Maria Susanna Cummins

Author

  • Born: April 9, 1827
  • Birthplace: Salem, Massachusetts
  • Died: October 1, 1866
  • Place of death: Dorchester, Massachusetts

Biography

Maria Susanna Cummins was born in Salem, Massachusetts, on April 9, 1827, the daughter of Judge David Cummins and Mehitable Cave Cummins. Her father was strong-willed and intelligent, and he encouraged his daughter to read and study. Little is known about her mother, whose influence on Cummins has not been recorded. Cummins attended Mrs. Charles Sedgwick’s Young Ladies School in nearby Lenox, Massachusetts, where she met other young women who had been encouraged to embrace an intellectual life. After completing her formal education, Cummins returned to her family home, where she lived a comfortable and quiet life. Her father was successful enough that Cummins had no need to work or to marry, and she seems to have spent her early twenties reading and writing.

Her first publications were short stories in the Atlantic Monthly. In 1854, when she was twenty-six, she published a novel, The Lamplighter, anonymously. The novel, a sentimental rags-to-riches story of a desperately poor but plucky girl on the streets of Boston who learns to be charitable and even-tempered, and who in the end marries happily but on her own terms, was modeled on another successful book, Susan Warner’s The Wide, Wide World.The Lamplighter was an immediate best-seller, selling twenty thousand copies in its first twenty days. Soon it became popular in Europe as well and was translated into German, French, Danish, and Italian.
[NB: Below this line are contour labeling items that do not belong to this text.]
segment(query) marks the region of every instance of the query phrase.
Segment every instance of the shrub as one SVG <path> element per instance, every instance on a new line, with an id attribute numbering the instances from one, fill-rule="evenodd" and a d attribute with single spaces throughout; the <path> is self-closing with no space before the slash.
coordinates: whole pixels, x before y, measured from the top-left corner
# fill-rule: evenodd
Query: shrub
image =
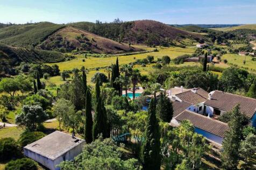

The Lamplighter is perhaps the best known of the novels now called “domestic novels,” and Cummins the best known of the “domestic sentimentalists.” These novels, featuring female main characters and distinctly feminist in tone, appealed to women and young girls who bought and read them in great numbers. They sold so well that author Nathaniel Hawthorne, famously referring to Cummins and her colleagues as a “d—d mob of scribbling women,” felt that his work, though superior, had no chance of success. With the income from The Lamplighter, Cummins moved from her father’s home to a home of her own in Dorchester, Massachusetts, and joined the First Unitarian Church there. According to her friends, she was untouched by her success, and avoided public attention when possible. Unlike her literary heroines, she did not marry.

Three years after The Lamplighter, Cummins published Mabel Vaughan (1857), a story that challenged the conventional notions of women as subservient and useless, and the book sold fairly well. This was followed by two more novels, El Fureidis (1860), and Haunted Hearts (1864), which attracted neither reviewers nor readers. Two years later, she fell ill and died on October 1, 1866, at the age of thirty-nine. During her lifetime, Cummins was one of the most famous writers in America, and her novels were read by thousands of young women who were eager to read stories about women. Although The Lamplighter was sometimes sold as a children’s book, its treatment of love and marriage made it a popular novel for women and girls of all ages.